# Deceptive CDs / MP3s



## Weston (Jul 11, 2008)

I very nearly purchased the mp3 version of the CD below. The samples sound great but something stopped me. For one thing, Amazon doesn't tell us which track goes with which composer and when there are multiple composers this can become an issue. I wanted to be sure I could label the tracks properly so I did a little research.

It turns out the Mendelssohn (Op. 49) is a four movement piece and only two of them appear here. The Op. 83 is the Max Bruch, an eight movement work of which only three appear here. The only complete work appears to be the Farrenc, Op. 45.

Well now I'm so angry I won't even consider the Farrenc.









Link to full page with track descriptions

Have you run across deceptive situations like that?


----------



## KenOC (Mar 7, 2011)

Amazon track listings (Google too from what I hear) often lack composer's names on downloads. For classical music, this is a major issue. But since classical music makes up only 2-3% of their market, it's unlikely they'll spend much in the way of resources remedying this.


----------



## brotagonist (Jul 11, 2013)

I don't buy digital files, but I listen to samples a lot and incomplete labelling makes correctly identifying pieces/movements a problem. I often compare with amazon.co.uk, which seems to do a better job.

I simply don't buy albums with more than one composer. If I like a piece that much, then there must be something else worthwhile by the composer that I would be satisfied with, otherwise... I don't need to buy everything. The only exception that I was unable to get around was:


----------



## Svelte Silhouette (Nov 7, 2013)

brotagonist said:


> I don't buy digital files, but I listen to samples a lot and incomplete labelling makes correctly identifying pieces/movements a problem. I often compare with amazon.co.uk, which seems to do a better job.
> 
> I simply don't buy albums with more than one composer. If I like a piece that much, then there must be something else worthwhile by the composer that I would be satisfied with, otherwise... I don't need to buy everything. The only exception that I was unable to get around was:
> 
> View attachment 30110


CDs are the only way2listen properly 2digital files unless uv converted said CDs urslf 2WAV for usage on a music server linked by wire rather than the ether imo. HBR CBR MP3 may be good but it is still a compressed file format as is APE, FLAC etc and you get proper notes or librettos or whatever and that may open a can of worms so I'm off now 

As regards records I suspect that one should buy a CD rather than convert as I take on board comments elsewhere that conversion of something analogue which may have some surface noises will just worsen those distortions with some added digital conversion artifacts besides if my dad can listen to the records he has OK then why bother worsening that picture.

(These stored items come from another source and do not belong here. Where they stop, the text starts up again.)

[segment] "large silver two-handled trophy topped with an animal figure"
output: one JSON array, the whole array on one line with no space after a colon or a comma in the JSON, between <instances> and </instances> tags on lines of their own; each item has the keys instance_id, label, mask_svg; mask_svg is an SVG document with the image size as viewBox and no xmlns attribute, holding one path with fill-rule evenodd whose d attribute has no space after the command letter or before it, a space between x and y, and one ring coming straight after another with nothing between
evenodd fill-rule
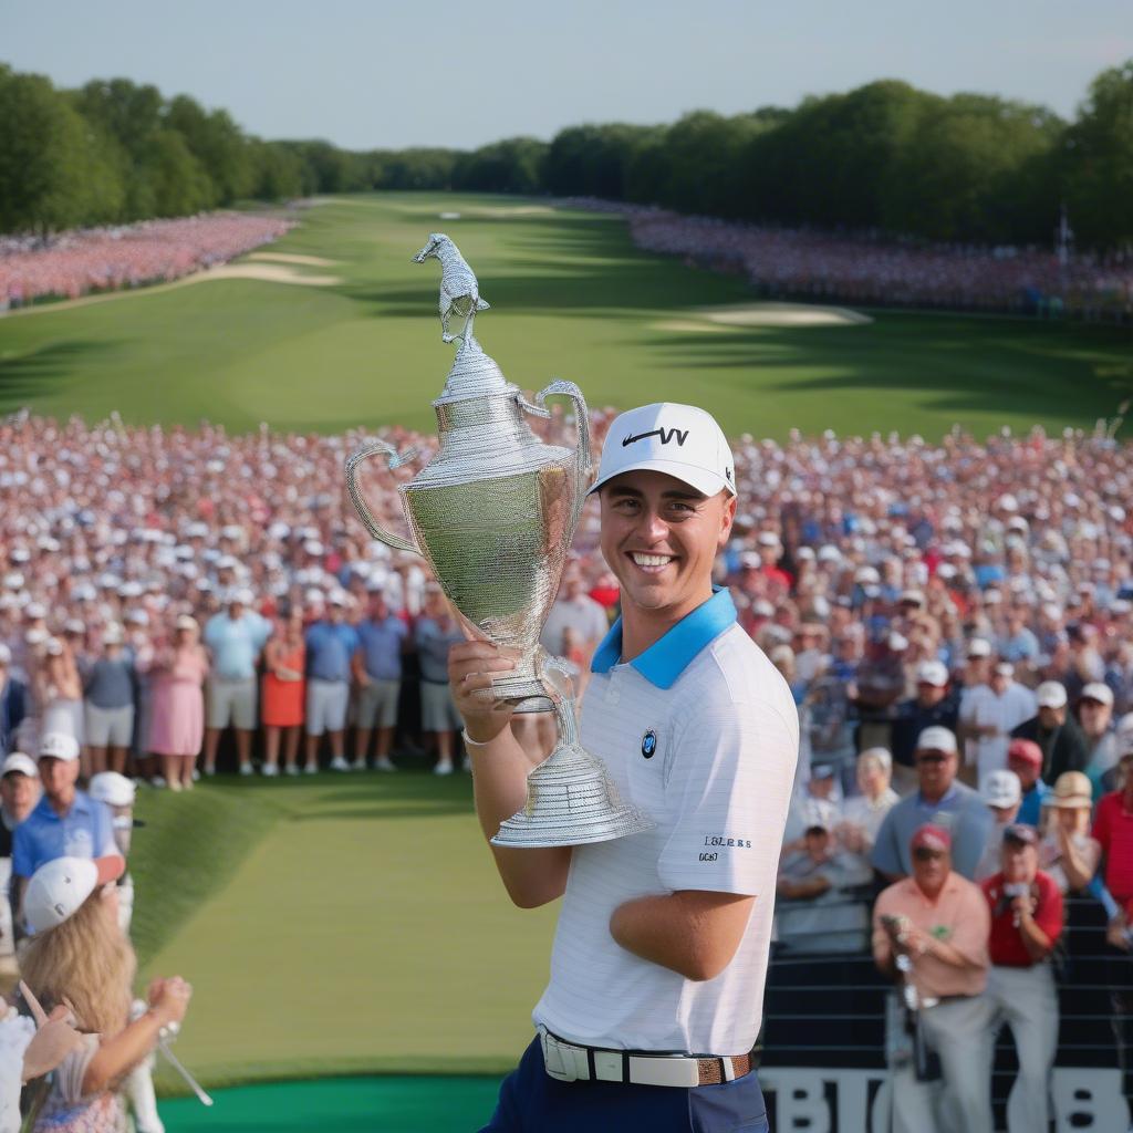
<instances>
[{"instance_id":1,"label":"large silver two-handled trophy topped with an animal figure","mask_svg":"<svg viewBox=\"0 0 1133 1133\"><path fill-rule=\"evenodd\" d=\"M527 401L472 335L480 299L476 275L457 246L435 232L415 257L441 261L441 325L460 346L436 410L440 450L398 487L410 538L386 530L358 485L361 465L385 457L391 469L417 457L372 441L347 461L347 487L375 538L426 559L472 636L518 650L516 668L485 695L516 712L553 712L559 743L528 777L527 806L492 840L503 846L580 845L648 829L651 823L617 795L602 761L578 742L570 680L539 645L590 482L586 402L573 382L552 382ZM453 315L463 320L450 330ZM578 446L544 444L525 414L550 417L548 397L574 404Z\"/></svg>"}]
</instances>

My dad has duplicated some stuff he has in the newer format and some he'd like2 he probly can't get as it's old I suppose and perhaps 'out of print' if that's the right terminology but he has never converted anything.

Anyway I am enjoying my big book and bought a boxed set of Dowland going for a song in Saltzburg and I know it should've bn Mozart as a friend said last week when I was hunting out Ligeti in the same place ahead of catching the big silver bird home :tiphat:

It seems 2b calmer in here again so maybe I'll pop in on occasion


----------



## joen_cph (Jan 17, 2010)

Some old stuff:









A Colosseum Shostakoich LP: "Symphony no.10", released as "conducted by Shostakovich", when in fact it was a Mravinsky recording.

Ravel "Piano Concerto in G" is sometimes seen in the recording by Marguerite Long as "conducted by Ravel", but there are doubts of this attribution - the conductor was probably Freitas Branco, cf for instance http://www.maurice-ravel.net/concerto2.htm









Gilels plays - "Kurt Vanderling" conducts ;-).


----------